The freezer saga continues. On Wednesday, I noted that the onetime broken freezer in our classroom was, and had been for some time, at around thirty degrees below zero Fahrenheit. The one next door, where we had put our ice creams and sorbets, to “firm up,” was at a balmy seventeen. I promptly moved my containers to the now arctic unit closer at hand, hoping to get their contents to solidify enough to survive my 42- to 62-minute commute. They well may, the only problem being that during their time in warmer climes, the actual brittle in the cashew brittle ice cream dissolved, and is now a puddle of caramel at the bottom (which maybe I can sell as cashew caramel ice cream), and the port wine reduction that so gorgeously marbled my tangerine sorbet is in a similar state (which, if I mix it together, I might be able to market as blood orange sorbet… maybe). All of this may be inconsequential in any case; I have my doubts as to the length of time the freezer in our classroom can maintain its Rochesterian chill.

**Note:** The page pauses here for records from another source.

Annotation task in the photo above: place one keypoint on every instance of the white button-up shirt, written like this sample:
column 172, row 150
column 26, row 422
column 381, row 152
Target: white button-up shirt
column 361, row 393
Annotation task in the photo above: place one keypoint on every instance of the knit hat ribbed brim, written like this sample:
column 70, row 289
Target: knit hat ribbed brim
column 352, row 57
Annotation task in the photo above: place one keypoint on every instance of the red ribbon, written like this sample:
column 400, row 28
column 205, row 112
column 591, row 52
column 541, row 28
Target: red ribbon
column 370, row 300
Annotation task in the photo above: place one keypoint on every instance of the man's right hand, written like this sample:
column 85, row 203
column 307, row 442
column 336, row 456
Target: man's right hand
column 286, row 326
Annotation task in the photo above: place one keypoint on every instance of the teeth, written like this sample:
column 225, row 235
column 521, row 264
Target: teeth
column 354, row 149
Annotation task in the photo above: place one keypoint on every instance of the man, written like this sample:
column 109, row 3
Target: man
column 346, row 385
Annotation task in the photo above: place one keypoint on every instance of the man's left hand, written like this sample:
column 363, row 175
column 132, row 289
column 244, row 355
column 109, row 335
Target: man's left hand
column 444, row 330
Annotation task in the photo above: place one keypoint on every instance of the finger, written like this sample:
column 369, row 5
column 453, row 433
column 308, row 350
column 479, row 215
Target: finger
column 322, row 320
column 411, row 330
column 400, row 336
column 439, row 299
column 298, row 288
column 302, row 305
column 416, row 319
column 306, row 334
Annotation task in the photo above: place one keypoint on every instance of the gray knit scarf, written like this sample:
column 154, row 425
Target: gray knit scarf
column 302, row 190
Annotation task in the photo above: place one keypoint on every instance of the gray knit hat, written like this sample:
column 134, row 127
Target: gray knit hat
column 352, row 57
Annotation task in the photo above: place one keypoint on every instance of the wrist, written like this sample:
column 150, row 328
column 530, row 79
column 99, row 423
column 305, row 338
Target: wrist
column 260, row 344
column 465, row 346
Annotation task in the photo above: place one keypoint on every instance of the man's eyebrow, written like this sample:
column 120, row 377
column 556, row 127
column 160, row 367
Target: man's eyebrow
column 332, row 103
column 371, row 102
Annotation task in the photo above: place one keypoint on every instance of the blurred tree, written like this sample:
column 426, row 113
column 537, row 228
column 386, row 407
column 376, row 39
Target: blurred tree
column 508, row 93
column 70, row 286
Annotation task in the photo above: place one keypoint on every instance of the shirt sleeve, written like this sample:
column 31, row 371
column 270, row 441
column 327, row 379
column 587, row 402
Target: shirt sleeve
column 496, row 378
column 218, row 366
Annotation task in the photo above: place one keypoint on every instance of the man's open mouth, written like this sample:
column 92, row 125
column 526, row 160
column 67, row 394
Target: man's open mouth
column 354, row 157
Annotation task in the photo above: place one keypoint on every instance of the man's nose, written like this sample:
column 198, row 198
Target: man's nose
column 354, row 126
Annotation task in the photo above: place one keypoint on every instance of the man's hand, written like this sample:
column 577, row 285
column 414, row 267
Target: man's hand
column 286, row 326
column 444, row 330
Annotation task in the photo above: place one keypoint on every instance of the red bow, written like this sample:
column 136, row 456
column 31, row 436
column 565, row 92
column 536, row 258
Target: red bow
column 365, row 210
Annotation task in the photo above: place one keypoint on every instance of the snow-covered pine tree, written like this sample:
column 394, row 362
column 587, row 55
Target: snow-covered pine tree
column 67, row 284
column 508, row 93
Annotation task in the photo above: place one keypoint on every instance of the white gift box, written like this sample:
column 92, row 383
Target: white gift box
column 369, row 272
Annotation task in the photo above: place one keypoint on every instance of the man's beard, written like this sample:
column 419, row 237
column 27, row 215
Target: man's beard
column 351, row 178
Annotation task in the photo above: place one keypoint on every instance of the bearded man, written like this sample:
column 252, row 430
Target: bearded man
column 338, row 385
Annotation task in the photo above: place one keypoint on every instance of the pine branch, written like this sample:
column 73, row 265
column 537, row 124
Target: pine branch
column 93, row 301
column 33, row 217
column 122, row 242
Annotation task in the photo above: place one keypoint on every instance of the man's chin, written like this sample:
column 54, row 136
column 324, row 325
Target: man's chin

So, finally, the exam. After days, nay, weeks, of suspense, it is finally over. Go ahead, ask me the necessary temperature of sugar syrup for use in a nougat recipe. Or to identify semolina, define nappage, or recalculate yield on a marshmallow recipe. I’m there. The written part, unsurprisingly, I wasn’t worried about – you’ve watched me write my own Cliffs Notes. No, the real test for me was the practical, which consisted of three parts: slicing an apple in a specific way in a perfectly uniform fashion (as for a French apple tart, etc.); crafting a soufflé that is properly and evenly risen, uniform in texture, and superlative in taste; and, finally, piping just one consistent border in chocolate (the pattern our choice), using that old favorite device of mine, the cornet. In a flashback to my music-major days of yore, a solid case of performance anxiety set in. So badly were my hands shaking after completing my soufflé, in fact, that the only thing I could to do relax sufficiently for the cornet work was three sinks full of dishes. (Please don’t tell anyone I’m actually capable of this; I have reputations to uphold.) Apparently, dishes and practice are the successful recipe for cornet work. Suffice it to say that I did better than I imagined I would.

And with that, our first module has drawn to a close. It’s sad, in a number of ways… our kindergarten time, that taking of the first step onto the mountaintop, which allowed us to get a real view of the world we’re in and see the horizons we hadn’t yet imagined, has drawn to a close. Also, Chef, as you know him so far from my various postings, will be leaving us. This is not uncommon at my school, but sad for all of us nonetheless. His sure guidance of us, and in particular his patience with us and all our bright-eyed questions, are not something we’ll likely encounter again, in school or after. But there are brighter sides, too. Now that we’ve had a survey of the surrounding land, we can take a step off that peak and actually begin our long march toward one of those points on the horizon. There’s a large forest still to cross, and we’ll encounter footpaths yet unimagined. But now we have a compass.